Whether you prefer a daily or weekly planner layout, your next task is to set up your monthly pages the way you like. Some people choose to set up their bujo for the entire month at once, while others like to go one week at a time. For me, Sundays are my bullet journaling day, when I set up my weekly spread for the week ahead. As with anything else in bullet journaling, it’s up to you. Just remember that this is the area where you’ll be listing tasks and events for the week, so be sure to leave at least a little bit of blank space while you’re decorating! Check out the spreads below for inspiration.

6. Optional: Create collections.

If you’re ready to stop there, then go right ahead. Remember, this is YOUR bullet journal, and you make the rules! (Taylor Swift reference slightly intended.) But if you’re looking to get more creative or add more functional pages for tracking habits, logging your reading, categorizing your mood, or anything under the sun, that’s where collections come in. “Collections” is the name given to these miscellaneous pages that each serve their own purpose. Some people create collections for memories, like ticket stubs or polaroids, while others use them for further tracking and planning. Keep on scrolling for some examples of collections that might serve a purpose in your life.

7. Update your index.

Anytime you add a new page (or set of pages) to your bullet journal, don’t forget to go back to your index and update it! (Depending on your bullet journal’s style, you might need to go in and add page numbers by hand, too.) This is an ongoing task, but it’s essential to organizing your bujo and staying on top of your life in 2021.

Tips for New Bullet Journalers

  1. Don’t worry about it being perfect or looking like what you see on Instagram. Everyone’s bullet journal is unique — and everyone has messed up pages they’d rather hide from the universe. As Bob Ross said, there are no mistakes; just happy little accidents 🙂
  2. That being said, there are a few tips and tricks I’ve learned for fixing mistakes — namely, covering them up! A strip of washi tape or a strategically-placed sticker can help you hide a smudge or scribbled-out word in style.
  3. If you aren’t confident using pen, try drawing in pencil first and going over the lines in pen. Eventually, this will help you become more confident in your ability to draw freehandedly using pen!
  4. Use the dot grid as guidelines to help keep your handwriting neat and straight. If you’re using a blank journal, I recommend using a ruler to align your handwriting so it stays even.
  5. Resist the temptation to over-decorate your bullet journal pages. As much as I love stickers and washi tape, I’ve occasionally impacted the functionality of my journal by failing to leave myself enough blank space for tasks, events, and to-dos!
  6. Make your bullet journal your own. You don’t need to follow the exact rules of the so-called “bullet journaling method,” or create every page you see in your favorite IG-er’s journal.
  7. Learn from previous months’ layouts. If something about your past spreads hindered you from using your journal or finding it helpful, try changing it this month, until you find one that works for you.

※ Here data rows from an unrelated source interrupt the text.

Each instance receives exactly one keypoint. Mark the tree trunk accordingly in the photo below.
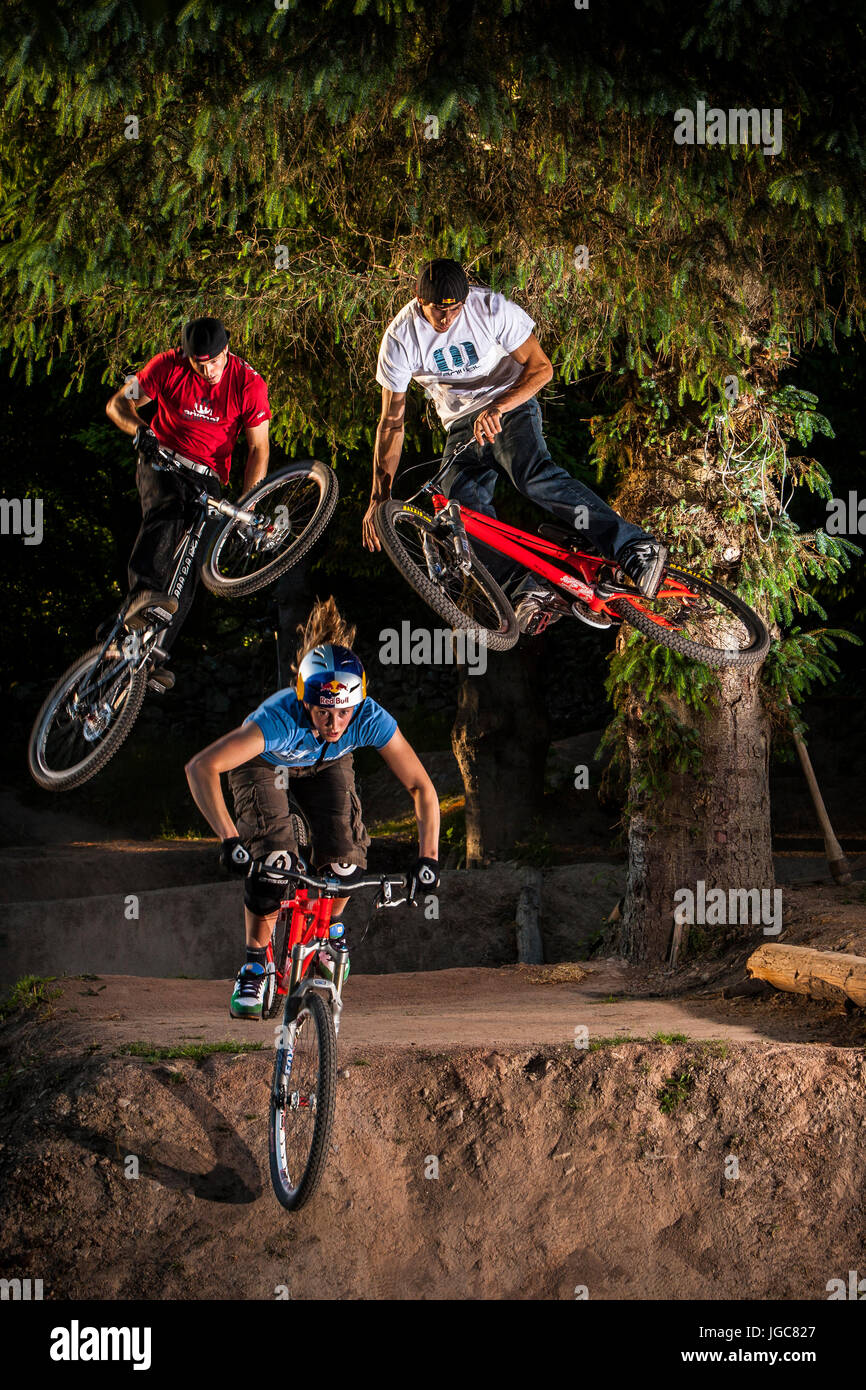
(501, 738)
(712, 826)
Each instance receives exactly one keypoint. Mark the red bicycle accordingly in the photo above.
(307, 970)
(433, 552)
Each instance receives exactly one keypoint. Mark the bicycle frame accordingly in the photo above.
(306, 934)
(538, 555)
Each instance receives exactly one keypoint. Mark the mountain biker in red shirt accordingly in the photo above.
(474, 353)
(205, 395)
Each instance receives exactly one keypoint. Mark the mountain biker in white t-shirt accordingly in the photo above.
(478, 360)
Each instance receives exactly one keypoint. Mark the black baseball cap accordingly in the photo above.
(442, 282)
(205, 338)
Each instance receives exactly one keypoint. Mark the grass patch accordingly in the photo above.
(676, 1090)
(28, 993)
(615, 1041)
(196, 1051)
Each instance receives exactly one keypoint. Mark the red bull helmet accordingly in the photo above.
(331, 676)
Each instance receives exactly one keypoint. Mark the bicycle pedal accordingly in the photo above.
(160, 681)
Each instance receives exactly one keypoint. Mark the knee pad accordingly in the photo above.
(267, 883)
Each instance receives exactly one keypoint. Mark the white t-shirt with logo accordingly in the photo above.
(463, 369)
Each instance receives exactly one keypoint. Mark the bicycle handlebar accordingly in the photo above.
(339, 887)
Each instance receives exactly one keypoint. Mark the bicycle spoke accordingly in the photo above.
(289, 509)
(299, 1094)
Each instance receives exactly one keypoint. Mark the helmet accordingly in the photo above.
(331, 676)
(205, 338)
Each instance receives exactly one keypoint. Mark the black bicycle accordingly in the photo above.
(92, 708)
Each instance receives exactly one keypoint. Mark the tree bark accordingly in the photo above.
(712, 824)
(501, 738)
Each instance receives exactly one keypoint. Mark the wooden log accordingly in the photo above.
(530, 947)
(822, 975)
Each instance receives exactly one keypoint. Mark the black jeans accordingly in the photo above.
(521, 453)
(168, 508)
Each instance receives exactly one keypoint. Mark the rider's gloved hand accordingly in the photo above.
(424, 875)
(234, 856)
(146, 444)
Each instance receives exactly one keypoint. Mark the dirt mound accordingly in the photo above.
(609, 1168)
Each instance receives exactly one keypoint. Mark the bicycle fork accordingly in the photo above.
(459, 538)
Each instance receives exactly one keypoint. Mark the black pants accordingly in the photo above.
(520, 452)
(168, 508)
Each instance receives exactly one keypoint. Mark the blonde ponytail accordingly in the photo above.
(324, 624)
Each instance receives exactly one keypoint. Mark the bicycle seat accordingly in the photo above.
(562, 535)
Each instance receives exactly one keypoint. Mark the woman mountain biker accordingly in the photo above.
(305, 736)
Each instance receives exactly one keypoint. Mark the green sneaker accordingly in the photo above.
(249, 991)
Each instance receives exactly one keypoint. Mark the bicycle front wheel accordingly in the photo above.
(699, 619)
(85, 720)
(424, 555)
(296, 503)
(303, 1098)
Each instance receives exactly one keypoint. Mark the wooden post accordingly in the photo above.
(530, 947)
(838, 865)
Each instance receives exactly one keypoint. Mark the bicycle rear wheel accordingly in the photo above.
(303, 1098)
(85, 719)
(711, 624)
(296, 502)
(424, 555)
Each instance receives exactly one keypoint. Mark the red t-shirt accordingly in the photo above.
(199, 420)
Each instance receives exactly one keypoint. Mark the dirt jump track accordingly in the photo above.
(701, 1146)
(559, 1169)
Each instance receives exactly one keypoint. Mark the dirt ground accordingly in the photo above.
(729, 1165)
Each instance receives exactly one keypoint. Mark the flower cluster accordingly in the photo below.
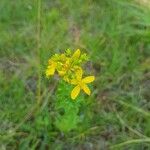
(68, 67)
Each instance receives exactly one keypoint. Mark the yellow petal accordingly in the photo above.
(75, 92)
(88, 79)
(79, 74)
(62, 73)
(50, 71)
(86, 89)
(76, 54)
(73, 81)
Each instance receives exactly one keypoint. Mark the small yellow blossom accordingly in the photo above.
(69, 67)
(81, 84)
(51, 68)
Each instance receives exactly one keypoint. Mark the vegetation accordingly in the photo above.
(116, 36)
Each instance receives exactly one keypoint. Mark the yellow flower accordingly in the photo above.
(76, 54)
(81, 84)
(51, 68)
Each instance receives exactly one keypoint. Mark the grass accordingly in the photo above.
(116, 35)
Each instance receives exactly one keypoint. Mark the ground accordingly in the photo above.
(116, 35)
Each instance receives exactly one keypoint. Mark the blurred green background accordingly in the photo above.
(115, 34)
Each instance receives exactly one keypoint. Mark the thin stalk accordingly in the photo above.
(38, 50)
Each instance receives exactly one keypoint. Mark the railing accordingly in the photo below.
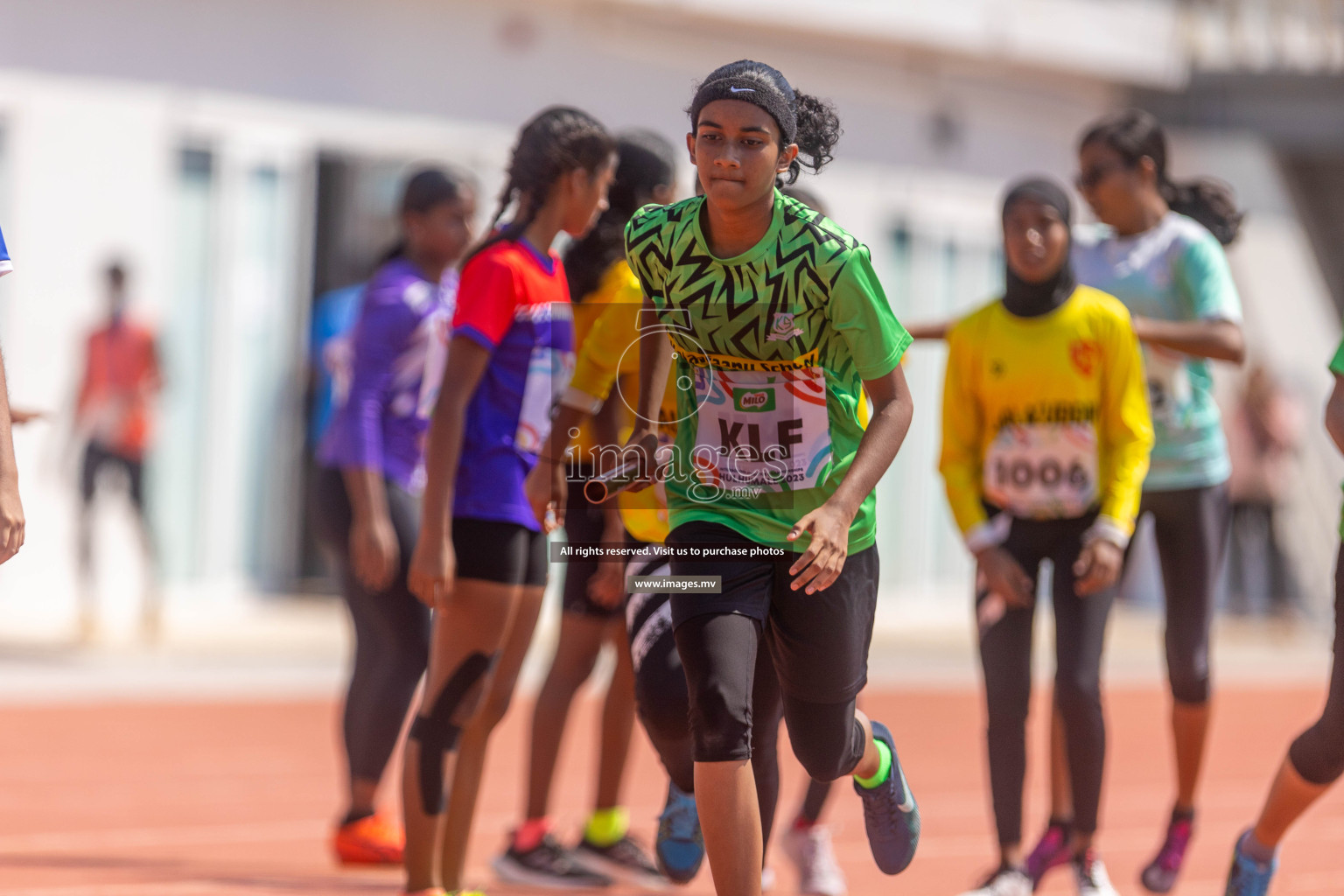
(1298, 37)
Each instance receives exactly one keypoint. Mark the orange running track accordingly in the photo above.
(213, 800)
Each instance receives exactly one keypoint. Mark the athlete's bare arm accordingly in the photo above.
(11, 508)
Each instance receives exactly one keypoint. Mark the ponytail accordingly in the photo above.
(554, 143)
(1135, 135)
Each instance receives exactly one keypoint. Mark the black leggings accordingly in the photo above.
(1190, 527)
(391, 629)
(724, 659)
(1005, 655)
(664, 704)
(1319, 752)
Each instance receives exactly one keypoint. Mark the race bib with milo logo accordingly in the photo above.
(762, 430)
(1042, 471)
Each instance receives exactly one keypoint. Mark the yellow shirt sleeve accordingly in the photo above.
(1126, 436)
(614, 331)
(962, 433)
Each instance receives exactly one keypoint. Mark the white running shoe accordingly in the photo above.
(1092, 876)
(810, 852)
(1005, 881)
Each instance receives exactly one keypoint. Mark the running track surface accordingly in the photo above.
(220, 800)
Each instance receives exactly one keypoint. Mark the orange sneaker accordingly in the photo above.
(375, 840)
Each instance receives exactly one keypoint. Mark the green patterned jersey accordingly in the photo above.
(772, 348)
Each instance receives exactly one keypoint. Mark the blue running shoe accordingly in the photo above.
(679, 846)
(890, 813)
(1249, 878)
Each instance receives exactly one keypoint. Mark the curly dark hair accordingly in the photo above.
(816, 125)
(1133, 135)
(556, 141)
(648, 161)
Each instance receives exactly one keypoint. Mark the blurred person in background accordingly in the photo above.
(1263, 436)
(366, 491)
(115, 424)
(593, 610)
(1316, 758)
(1158, 248)
(481, 557)
(1045, 444)
(11, 508)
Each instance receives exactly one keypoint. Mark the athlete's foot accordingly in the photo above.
(1050, 852)
(1092, 876)
(1005, 881)
(890, 813)
(374, 840)
(680, 845)
(624, 860)
(1249, 876)
(547, 864)
(1160, 875)
(812, 855)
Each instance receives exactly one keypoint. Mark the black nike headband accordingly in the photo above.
(754, 82)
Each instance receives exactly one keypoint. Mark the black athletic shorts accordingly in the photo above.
(819, 641)
(98, 457)
(584, 524)
(503, 552)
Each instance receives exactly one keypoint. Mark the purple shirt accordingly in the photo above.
(396, 358)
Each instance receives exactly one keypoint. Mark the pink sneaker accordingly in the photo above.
(1050, 852)
(1161, 873)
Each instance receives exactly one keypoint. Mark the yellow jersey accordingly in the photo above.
(616, 288)
(609, 352)
(1046, 416)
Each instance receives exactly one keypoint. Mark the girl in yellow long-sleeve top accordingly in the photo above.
(1046, 442)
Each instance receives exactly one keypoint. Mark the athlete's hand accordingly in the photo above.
(1005, 578)
(11, 519)
(546, 488)
(433, 569)
(1097, 567)
(822, 564)
(374, 552)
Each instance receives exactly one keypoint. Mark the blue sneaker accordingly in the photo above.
(890, 813)
(679, 846)
(1249, 878)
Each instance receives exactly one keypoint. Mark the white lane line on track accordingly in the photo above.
(170, 887)
(175, 836)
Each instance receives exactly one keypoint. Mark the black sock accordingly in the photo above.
(356, 815)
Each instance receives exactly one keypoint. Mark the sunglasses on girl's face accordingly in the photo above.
(1093, 176)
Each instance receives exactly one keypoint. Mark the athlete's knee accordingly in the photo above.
(1078, 695)
(1187, 667)
(1190, 682)
(721, 723)
(828, 746)
(438, 728)
(1318, 754)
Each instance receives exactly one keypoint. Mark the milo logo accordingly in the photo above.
(754, 399)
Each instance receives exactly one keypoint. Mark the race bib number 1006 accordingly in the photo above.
(1043, 471)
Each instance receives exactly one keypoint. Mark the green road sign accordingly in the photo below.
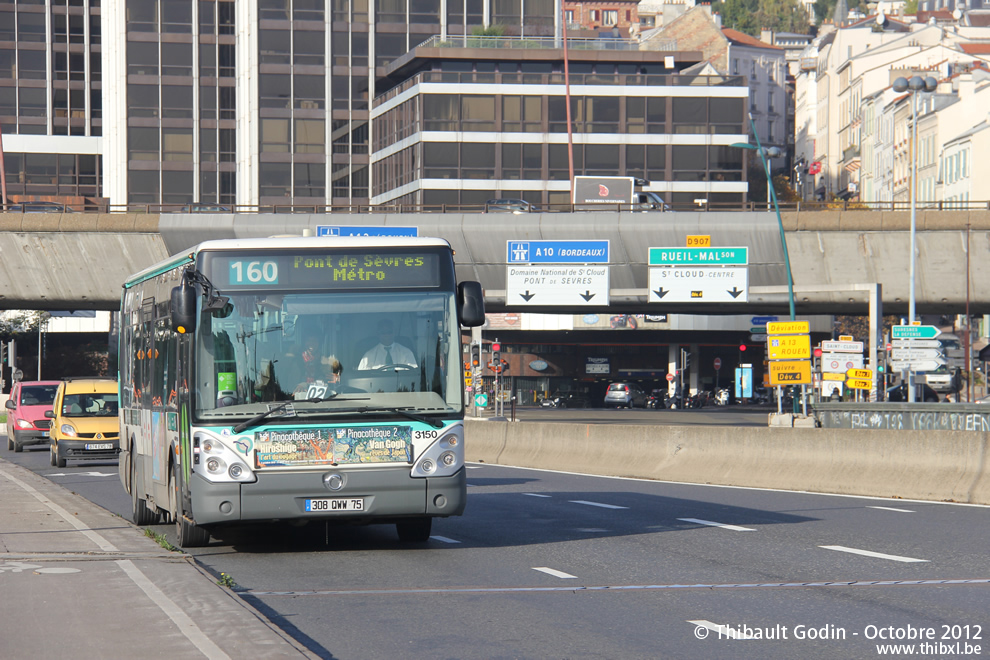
(738, 256)
(914, 332)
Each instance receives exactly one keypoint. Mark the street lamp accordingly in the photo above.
(772, 152)
(915, 85)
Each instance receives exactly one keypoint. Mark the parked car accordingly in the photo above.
(625, 395)
(26, 407)
(85, 424)
(508, 206)
(566, 399)
(657, 399)
(40, 207)
(898, 394)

Bullet journaling is supposed to help you stay organized — and the minute it stops doing that is the minute to start reflecting on why.
  8. Last but not least, take the pressure out of bullet journaling. Keeping up with a bujo can be exhausting, especially if you feel the need to make every spread pretty and perfect. Not only should you forget about perfection, but you should also feel free to take breaks or choose more minimalistic layouts on weeks when you’re too busy or stressed for an elaborate journal spread. Remember: bullet journaling is here to help YOU!